飼い主がペットを飼い続けることができるためのサポート手法のひとつとして注目されている「治療スペクトラム(Spectrum of Care)」について、ASPCA(米国動物虐待防止協会)ののウェブ記事“A Spectrum of Care is the Antidote to One Dog’s Mysterious Illness”(https://www.aspcapro.org/resource/spectrum-care-antidote-one-dogs-mysterious-illness)に掲載されている、スタッフのコメントから見ています。
「正直さと透明性」
「治療スペクトラム」の考え方においては、「一般的な」治療を画一的に提供するのではなく、さまざまな選択肢の中から治療法を決定します。そのためにはクライアントとの生産的な関係を維持することが必要で、「正直さ(honesty)」と「透明性(transparency)が重要であると、ASPCA動物病院研修ディレクターのDr. Anna Whiteheadはいいます。

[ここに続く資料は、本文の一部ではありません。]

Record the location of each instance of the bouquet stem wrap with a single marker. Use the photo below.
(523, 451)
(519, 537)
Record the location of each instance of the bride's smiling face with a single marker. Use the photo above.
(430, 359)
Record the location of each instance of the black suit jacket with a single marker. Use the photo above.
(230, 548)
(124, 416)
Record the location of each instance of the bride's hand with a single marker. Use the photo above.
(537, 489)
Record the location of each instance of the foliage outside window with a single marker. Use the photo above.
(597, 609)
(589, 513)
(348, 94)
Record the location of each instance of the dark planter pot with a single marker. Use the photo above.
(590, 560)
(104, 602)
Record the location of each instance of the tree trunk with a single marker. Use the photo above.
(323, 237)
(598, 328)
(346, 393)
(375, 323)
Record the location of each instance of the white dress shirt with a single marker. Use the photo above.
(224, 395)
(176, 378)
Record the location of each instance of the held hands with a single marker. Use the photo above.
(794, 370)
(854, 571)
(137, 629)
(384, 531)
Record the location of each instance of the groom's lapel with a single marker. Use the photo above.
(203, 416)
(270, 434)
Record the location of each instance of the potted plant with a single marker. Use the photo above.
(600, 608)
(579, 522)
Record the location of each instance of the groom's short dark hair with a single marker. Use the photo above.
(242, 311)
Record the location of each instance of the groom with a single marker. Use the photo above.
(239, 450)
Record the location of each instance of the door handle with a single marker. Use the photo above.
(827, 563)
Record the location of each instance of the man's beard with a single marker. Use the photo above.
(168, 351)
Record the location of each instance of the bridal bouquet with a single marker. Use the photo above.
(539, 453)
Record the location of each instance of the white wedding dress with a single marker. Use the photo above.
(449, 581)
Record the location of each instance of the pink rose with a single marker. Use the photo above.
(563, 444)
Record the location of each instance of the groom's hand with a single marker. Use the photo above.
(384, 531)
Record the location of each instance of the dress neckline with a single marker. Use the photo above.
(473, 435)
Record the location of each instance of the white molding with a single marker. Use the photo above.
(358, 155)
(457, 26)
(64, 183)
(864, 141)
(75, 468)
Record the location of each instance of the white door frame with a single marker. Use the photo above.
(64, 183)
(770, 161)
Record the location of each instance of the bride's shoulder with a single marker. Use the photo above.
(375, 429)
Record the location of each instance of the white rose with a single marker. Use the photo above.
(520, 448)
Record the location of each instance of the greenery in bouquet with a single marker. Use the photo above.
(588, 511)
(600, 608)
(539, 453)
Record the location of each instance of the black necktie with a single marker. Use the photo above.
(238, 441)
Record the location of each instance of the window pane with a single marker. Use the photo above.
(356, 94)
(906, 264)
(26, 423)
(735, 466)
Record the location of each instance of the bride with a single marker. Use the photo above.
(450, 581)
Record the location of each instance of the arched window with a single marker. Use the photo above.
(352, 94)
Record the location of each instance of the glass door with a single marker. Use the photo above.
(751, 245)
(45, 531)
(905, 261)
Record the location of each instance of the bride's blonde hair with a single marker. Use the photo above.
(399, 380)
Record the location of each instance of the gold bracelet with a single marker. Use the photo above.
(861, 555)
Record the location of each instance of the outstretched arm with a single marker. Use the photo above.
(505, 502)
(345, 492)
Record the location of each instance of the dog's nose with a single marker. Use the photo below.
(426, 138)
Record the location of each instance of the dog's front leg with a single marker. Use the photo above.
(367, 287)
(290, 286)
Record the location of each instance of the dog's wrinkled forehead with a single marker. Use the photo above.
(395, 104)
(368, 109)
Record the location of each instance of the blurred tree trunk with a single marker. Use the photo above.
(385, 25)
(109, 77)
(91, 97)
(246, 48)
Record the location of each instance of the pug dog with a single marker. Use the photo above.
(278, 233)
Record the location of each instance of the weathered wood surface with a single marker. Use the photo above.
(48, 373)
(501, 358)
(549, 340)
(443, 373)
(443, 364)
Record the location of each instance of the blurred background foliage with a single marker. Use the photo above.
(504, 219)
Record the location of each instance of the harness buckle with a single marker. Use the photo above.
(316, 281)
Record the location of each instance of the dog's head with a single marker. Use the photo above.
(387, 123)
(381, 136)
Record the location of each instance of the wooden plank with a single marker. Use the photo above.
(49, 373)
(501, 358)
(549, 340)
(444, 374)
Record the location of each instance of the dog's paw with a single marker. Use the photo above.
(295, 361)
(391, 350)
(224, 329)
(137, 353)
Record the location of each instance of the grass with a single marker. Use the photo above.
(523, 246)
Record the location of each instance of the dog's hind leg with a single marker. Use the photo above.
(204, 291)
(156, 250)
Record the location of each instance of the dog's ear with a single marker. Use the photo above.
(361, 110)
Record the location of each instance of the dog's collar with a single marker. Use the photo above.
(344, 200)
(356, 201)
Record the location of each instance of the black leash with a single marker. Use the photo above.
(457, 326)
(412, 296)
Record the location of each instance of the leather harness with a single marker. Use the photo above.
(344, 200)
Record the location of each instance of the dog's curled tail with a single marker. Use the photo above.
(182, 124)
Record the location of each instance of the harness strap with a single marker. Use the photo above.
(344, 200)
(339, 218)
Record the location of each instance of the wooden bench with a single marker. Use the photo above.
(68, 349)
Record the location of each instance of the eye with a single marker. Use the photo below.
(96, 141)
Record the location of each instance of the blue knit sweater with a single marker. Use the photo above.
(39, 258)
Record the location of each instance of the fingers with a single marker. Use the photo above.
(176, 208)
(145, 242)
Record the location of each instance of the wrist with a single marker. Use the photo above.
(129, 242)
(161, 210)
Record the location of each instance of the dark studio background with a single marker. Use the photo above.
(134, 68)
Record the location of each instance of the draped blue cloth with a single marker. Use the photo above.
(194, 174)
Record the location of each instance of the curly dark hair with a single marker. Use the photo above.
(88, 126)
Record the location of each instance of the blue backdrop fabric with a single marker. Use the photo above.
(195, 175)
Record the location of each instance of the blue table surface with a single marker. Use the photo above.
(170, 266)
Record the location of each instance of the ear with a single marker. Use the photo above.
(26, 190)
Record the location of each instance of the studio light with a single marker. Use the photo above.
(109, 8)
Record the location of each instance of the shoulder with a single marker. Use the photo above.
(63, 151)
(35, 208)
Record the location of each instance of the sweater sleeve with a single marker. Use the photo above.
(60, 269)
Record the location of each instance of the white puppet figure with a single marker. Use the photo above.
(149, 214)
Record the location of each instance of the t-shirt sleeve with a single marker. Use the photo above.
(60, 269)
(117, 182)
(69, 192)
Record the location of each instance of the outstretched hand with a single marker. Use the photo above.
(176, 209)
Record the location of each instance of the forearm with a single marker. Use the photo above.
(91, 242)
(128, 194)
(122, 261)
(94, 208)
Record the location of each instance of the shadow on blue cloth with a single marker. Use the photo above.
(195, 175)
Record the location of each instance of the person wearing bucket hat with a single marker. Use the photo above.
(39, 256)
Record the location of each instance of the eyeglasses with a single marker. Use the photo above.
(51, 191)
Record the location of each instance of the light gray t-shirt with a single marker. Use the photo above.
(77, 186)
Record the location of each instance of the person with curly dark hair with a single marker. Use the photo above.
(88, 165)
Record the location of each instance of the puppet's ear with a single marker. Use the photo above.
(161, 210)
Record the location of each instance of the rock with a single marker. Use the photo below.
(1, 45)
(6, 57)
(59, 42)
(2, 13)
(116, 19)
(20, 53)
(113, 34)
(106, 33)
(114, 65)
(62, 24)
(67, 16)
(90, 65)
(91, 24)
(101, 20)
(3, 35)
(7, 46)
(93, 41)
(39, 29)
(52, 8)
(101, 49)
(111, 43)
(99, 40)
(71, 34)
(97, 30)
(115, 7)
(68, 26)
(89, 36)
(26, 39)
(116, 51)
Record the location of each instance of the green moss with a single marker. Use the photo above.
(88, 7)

“If a client asks what I would do if it were my pet, I answer truthfully and tell them why that decision is best for me,”
「クライアントから、自分のペットだったらどうするかと聞かれたら、私は正直に答え、なぜその決断が自分にとって最善なのかを説明します」
“But what’s best for me may not be what’s best for them.”
「しかし、私にとって最善のことが、クライアントにとって最善であるとは限りません。」
Cindyの症例
この記事では、実際の症例について触れられています。3歳の雑種犬Cindyは、長期の旅行から帰ってすぐに食欲がなくなり、嘔吐し始めました。飼い主は無職の女性で、高額な医療費を支払えないということで、ASPCA動物病院を受診しました。
Cindyは診察中も元気で注意力も十分で、基本的な血液検査とレントゲン検査では異常は見られませんでした。しかし一般的に、3日間食べずに嘔吐している犬は点滴のための入院が検討されます。しかしこれでは飼い主の金銭的負担が大幅に増えてしまいます。Cindyの状態は安定していたため、制吐剤と補液の注射ののちいったん自宅に返し、状態が改善しない場合は再受診のうえ必要であれば入院の可能性もあると飼い主に告げました。飼い主はこれに同意し、帰宅の際には駆虫薬と食欲増進剤が処方されました。Cindyは数日後に食欲が戻り、元気に吠えるようになったといいます。
仮に一般的な動物病院を受診していたら、おそらく自宅で様子を見るという選択肢は示されず、点滴のための入院という「一般的」で「無難な」処置が選択されていたでしょう。そして近くにASPCA動物病院のような病院がなければ、飼い主はペットを獣医療にかけることを躊躇したかもしれません。ペットが普遍的かつ公平に獣医療を受けられることをAccess to veterinary care (AVC) といいますが、ASPCAはAVCを担保するために「治療スペクトラム」の考え方を実践しているのです。